Solicitors fear there could be a surge in accidents involving E-scooters thanks to an oncoming change in the law. Transport Secretary Grant Sharps has indicated that privately-owned E-scooters may soon be made legal on roads and road traffic experts, Forbes Solicitors, are preparing for a surge in accidents.
Electric scooters can be seen around cities all over the UK, with an estimated one million being sold in the UK to date. Since June 2021, London has been testing an E-Scooter rental campaign in order to reduce carbon emission and it has been a great success, with more than 585,000 trips being taken covering a total of 1.6million kilometres.
The scooters are described by Ben Bradshaw from the Department for Transport as a “convenient, cheap and environmentally friendly form of transport”, but others strongly disagree. Research by the Department for Transport shows that a total of 1,034 e-scooter riders or passengers were injured in 2021, accounting for 76 per cent of all casualties in crashes involving the devices. That includes nine users who were killed and 305 who were seriously hurt.
Grant Shapps, Transport Secretary, said; “The use of private e-scooters on the roads could soon be permitted under a change in the law. In the future, I want to crack down on the illegal use on roads of non-compliant e-scooters”. Non compliant and privately owned E-Scooters are only allowed to be used on private land under the current law, although Mayor Sadiq Khan acknowledges they are being used on the road of London and are “putting Londoners at risk of significant harm, especially most vulnerable such as people with limited mobility, visual impairments and hearing loss”

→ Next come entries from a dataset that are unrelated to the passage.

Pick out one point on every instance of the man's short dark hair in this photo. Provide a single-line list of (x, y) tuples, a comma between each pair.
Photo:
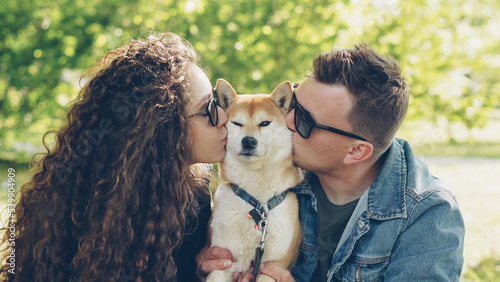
[(380, 92)]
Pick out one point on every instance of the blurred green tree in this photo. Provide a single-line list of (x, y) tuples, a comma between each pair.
[(448, 50)]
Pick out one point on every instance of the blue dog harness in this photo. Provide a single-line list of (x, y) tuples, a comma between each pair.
[(258, 213)]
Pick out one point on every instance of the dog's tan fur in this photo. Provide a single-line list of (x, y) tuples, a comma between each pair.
[(265, 172)]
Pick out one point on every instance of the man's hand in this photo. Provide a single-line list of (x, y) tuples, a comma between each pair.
[(270, 269), (213, 258)]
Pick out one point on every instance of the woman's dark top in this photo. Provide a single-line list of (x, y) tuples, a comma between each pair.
[(194, 240)]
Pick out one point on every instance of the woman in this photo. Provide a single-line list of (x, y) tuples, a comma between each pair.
[(123, 194)]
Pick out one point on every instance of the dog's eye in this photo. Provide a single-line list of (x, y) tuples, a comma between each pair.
[(264, 123)]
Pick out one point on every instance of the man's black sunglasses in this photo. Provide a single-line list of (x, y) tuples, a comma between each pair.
[(304, 123), (211, 110)]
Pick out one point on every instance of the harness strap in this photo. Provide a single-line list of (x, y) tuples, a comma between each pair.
[(259, 211)]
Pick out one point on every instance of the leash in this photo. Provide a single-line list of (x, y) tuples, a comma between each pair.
[(259, 215)]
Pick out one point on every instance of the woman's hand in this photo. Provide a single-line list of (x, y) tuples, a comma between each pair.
[(213, 258), (270, 269)]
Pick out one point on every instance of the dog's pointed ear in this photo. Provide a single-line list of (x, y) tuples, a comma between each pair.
[(225, 93), (283, 95)]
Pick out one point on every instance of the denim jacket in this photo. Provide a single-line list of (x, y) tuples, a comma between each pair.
[(406, 227)]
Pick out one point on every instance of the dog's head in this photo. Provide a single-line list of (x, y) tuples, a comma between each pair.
[(257, 130)]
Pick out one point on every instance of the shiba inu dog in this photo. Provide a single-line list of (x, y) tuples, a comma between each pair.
[(255, 209)]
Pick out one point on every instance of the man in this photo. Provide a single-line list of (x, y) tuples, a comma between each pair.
[(369, 209)]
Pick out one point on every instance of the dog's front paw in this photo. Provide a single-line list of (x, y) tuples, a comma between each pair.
[(219, 276), (265, 278)]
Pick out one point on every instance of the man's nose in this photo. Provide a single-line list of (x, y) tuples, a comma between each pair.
[(290, 120)]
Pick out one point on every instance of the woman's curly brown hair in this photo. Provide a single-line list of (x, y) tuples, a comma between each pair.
[(114, 192)]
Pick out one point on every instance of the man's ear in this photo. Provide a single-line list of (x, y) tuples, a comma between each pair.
[(282, 95), (225, 93), (359, 152)]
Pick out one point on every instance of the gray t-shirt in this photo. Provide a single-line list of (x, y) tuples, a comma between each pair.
[(332, 220)]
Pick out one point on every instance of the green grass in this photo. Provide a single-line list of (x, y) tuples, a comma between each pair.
[(488, 150), (487, 270)]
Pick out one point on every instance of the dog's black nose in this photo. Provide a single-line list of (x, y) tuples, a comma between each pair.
[(249, 143)]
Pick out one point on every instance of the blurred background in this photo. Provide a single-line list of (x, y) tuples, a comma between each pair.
[(448, 49)]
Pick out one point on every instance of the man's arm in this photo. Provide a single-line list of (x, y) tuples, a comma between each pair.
[(431, 245)]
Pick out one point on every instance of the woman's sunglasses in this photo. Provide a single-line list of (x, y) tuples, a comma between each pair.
[(211, 111), (304, 123)]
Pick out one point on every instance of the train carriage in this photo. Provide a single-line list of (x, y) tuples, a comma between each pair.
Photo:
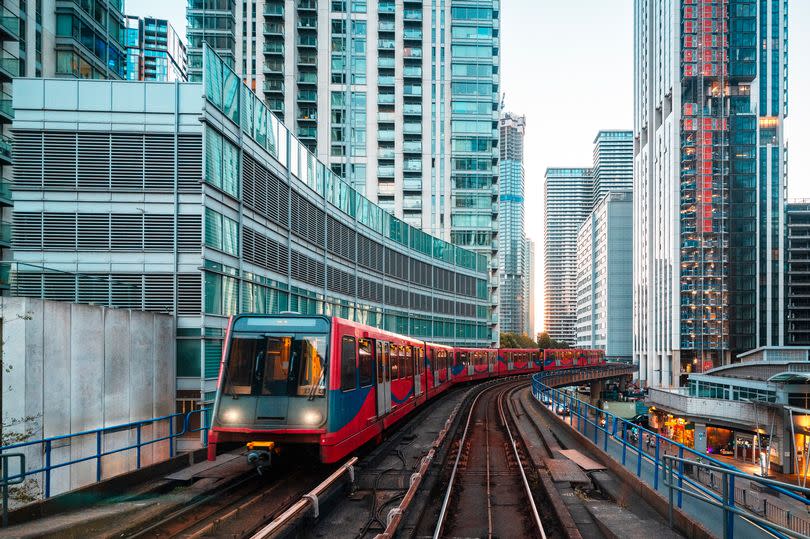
[(335, 385)]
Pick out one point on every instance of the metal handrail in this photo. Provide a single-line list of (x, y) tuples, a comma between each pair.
[(46, 444), (616, 429)]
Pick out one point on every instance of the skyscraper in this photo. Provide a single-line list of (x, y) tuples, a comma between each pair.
[(567, 203), (710, 103), (399, 98), (605, 277), (612, 162), (72, 38), (511, 236), (154, 50)]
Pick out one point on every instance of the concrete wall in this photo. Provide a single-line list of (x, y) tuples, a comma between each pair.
[(81, 367)]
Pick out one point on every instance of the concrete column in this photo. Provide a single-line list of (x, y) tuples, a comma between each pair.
[(700, 437)]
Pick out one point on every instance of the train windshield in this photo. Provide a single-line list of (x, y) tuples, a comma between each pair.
[(277, 365)]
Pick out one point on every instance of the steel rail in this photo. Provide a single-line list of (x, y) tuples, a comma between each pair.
[(526, 486), (311, 498)]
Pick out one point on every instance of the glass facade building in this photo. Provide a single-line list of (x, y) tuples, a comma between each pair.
[(154, 50), (228, 214), (710, 103), (567, 203), (513, 257), (398, 98)]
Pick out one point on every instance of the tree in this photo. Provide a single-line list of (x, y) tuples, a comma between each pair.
[(546, 342), (515, 340)]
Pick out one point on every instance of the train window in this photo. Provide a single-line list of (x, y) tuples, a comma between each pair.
[(366, 362), (308, 355), (276, 366), (239, 376), (348, 363), (394, 362), (407, 362)]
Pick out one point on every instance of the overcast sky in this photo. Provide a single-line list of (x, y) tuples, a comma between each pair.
[(568, 66)]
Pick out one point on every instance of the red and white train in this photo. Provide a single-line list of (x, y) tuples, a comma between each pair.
[(327, 382)]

MP Simon Jupp stating said: “There were 900 collisions between 2021-2022, 11 of which were fatal.” By allowing more scooters on the road, there is a fear that collisions will continue to rise.
Lisa Atkinson, an associate from Forbes Solicitors said: “A total of 223 people travelling on foot were wounded by the contraptions in Britain last year, including 63 who were seriously hurt. That is up from 57 pedestrian casualties in 2020, which included 13 serious injuries. If the legislation is introduced to legalise e-scooters, it is expected that the situation is only going to worsen.”
It is expected that the new legislation will likely include speed and weight caps, modification restrictions and specifications for where they can safely use the scooters. Currently rental scooters require a full or provisional driving licence and in certain regions an online safety course.